Jack Given LCSWWe don't always get word when SWTP subscribers take the test and get licensed. When we do, we're always eager to hear about the process--what helped, what didn't. Here, Jack Given, new LCSW, tells his social work exam success story:

I graduated with an MSW from the University of Chicago in 1968 and worked in Social Work for 20 years. Due to a variety of factors, I left the Social Work field in 1988 and went into real estate.

Twenty years later, in 2008, my wife and I began to work as volunteers at a Joni-n-Friends summer camp for Families with People with Special Needs.  I realized a reactivation of interest in Social Work. With an introduction to the Enneagram, a Myers-Briggs predecessor by 1500 years, I also got interested in going back into clinical practice with a new perspective.  BUT, I had to get licensed. 

So, last summer I dusted off cobwebs and began the pre-licensing process. 

Social Work Test Prep was extremely valuable.  Your questions were very similar to the actual test questions.  I especially liked the fact that they questions gave rationales and helped think in the modality of the test.  I also appreciated the fact that there were ready tabs to access the background and support material.  When I was in graduate school, the DSM still had a category "ego dystonic homosexuality"--i.e. it was a treatable classification if the person thought they needed to be treated.  So, the readily accessible background info links to update my knowledge base were very helpful.

The first time I took an untimed test, I scored a 68%.  I knew I wasn't a hopeless case; I was close to what I needed, but close doesn't count.  However, your study rationale and the quick links gave me a fantastic boost.  The next time I took the test (timed and untimed), I scored in the 90s.  I KNEW I COULD DO IT !

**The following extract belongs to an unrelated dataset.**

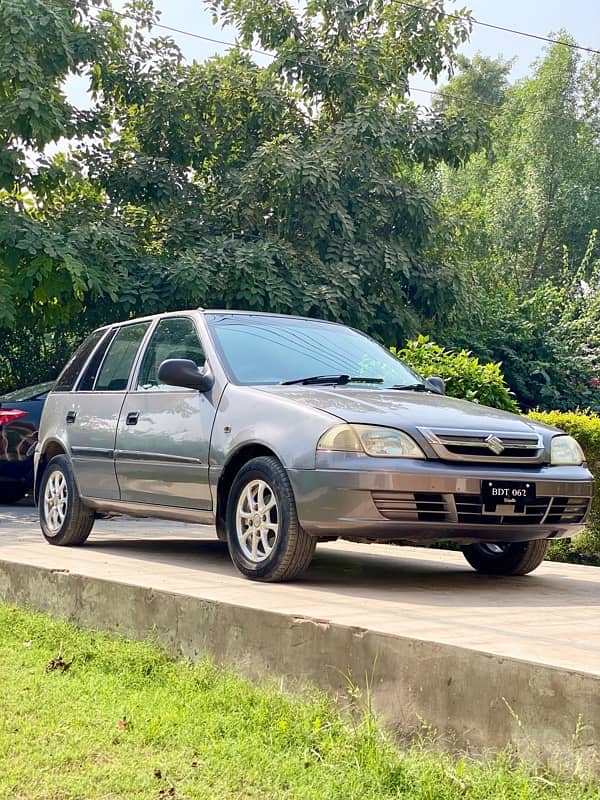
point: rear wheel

I also realized that I could take the 170 questions in 2 - 2 1/2 hours.  That told me that I could approach the actual test with confidence that I could do it in the allotted 4 hours.

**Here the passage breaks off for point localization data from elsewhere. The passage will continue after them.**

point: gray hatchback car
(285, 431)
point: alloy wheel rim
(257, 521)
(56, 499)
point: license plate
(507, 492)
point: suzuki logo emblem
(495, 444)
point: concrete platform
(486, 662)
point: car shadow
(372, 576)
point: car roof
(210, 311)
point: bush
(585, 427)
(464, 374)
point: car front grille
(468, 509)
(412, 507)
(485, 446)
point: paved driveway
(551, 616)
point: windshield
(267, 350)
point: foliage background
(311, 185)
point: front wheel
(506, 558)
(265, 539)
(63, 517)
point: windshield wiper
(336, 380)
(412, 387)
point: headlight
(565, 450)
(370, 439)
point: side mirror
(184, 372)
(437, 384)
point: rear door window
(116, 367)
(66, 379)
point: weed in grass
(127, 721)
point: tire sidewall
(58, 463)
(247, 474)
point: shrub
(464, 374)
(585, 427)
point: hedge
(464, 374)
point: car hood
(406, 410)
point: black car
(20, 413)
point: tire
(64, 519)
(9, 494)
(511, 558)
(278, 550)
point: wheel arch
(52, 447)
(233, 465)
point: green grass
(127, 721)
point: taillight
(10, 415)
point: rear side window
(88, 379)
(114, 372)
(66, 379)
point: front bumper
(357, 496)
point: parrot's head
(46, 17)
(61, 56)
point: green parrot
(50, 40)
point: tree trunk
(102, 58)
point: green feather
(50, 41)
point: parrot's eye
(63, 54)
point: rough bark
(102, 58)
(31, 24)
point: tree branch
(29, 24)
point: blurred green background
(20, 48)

I've taken other qualifying exams and this procedure seems to work for me:

The testing site issues a dry erase tablet and marker. You can't write anything on the board until the exam begins, but once it does, you can.  I had mnemonic devices to help me. I used the sentence Farmer Adams Raises Expensive Apples From Indiana, the first letters remind us of the sequence of what to do in an order:  F=Feelings (recognize); A=Assess; R= Refer; E=Educate; A=Advocate: F=Facilitate; I= Intervene.

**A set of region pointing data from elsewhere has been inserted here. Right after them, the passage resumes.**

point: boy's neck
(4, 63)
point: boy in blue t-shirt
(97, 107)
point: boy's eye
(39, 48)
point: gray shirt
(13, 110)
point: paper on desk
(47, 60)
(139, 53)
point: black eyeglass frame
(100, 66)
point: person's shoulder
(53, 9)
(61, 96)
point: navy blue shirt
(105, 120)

First, I go through the exam and answer all the questions I can with little or no analysis, conflict or reasoning out the probably answer. I answer half the questions and check the time.  If I've answered 85 questions in 1 hour (more or less), I know I'm on track.  I take a 10 minute break.  Then I answer the rest of the questions.  During this time, if I've answered a question that I was "hesitant" about, or skipped a question, I just marked it.

After going through the 170 questions, I took another break and then came back to the marked questions.  In my case, during the exam, there were approximately 50 questions  that I had marked and 10 of those were unanswered. I was fairly confident that I had a good grasp and easily answered a 120.  If on the questions that I had a grasp of, I got 90% right, that was 108.  A passing score of 75% of 150 would be  112. If on the 50 I had questions about, I got 25% right, that was 12 and then I'd have a possible score of 120 and that works.

As it happened, after I completed the exam, took the survey and pushed the final button, I got the message I wanted: "PASSED."  I was told I needed 104 on this exam and I had scored 118.

Although I used a couple of different exam prep sites, your site was the most efficient and correct (I had one exam site that I had to challenge a number of the question answers and was then told I was right and they changed the answers.  That site did marvels for my confidence and ego from a different perspective).

I would say, without hesitation, that your site was THE most helpful. 

Thanks again for your site!

Jack Given, ACSW  AND LCSW

Congratulations, Jack! Thanks for the post. Great to know the SWTP helped you get licensed!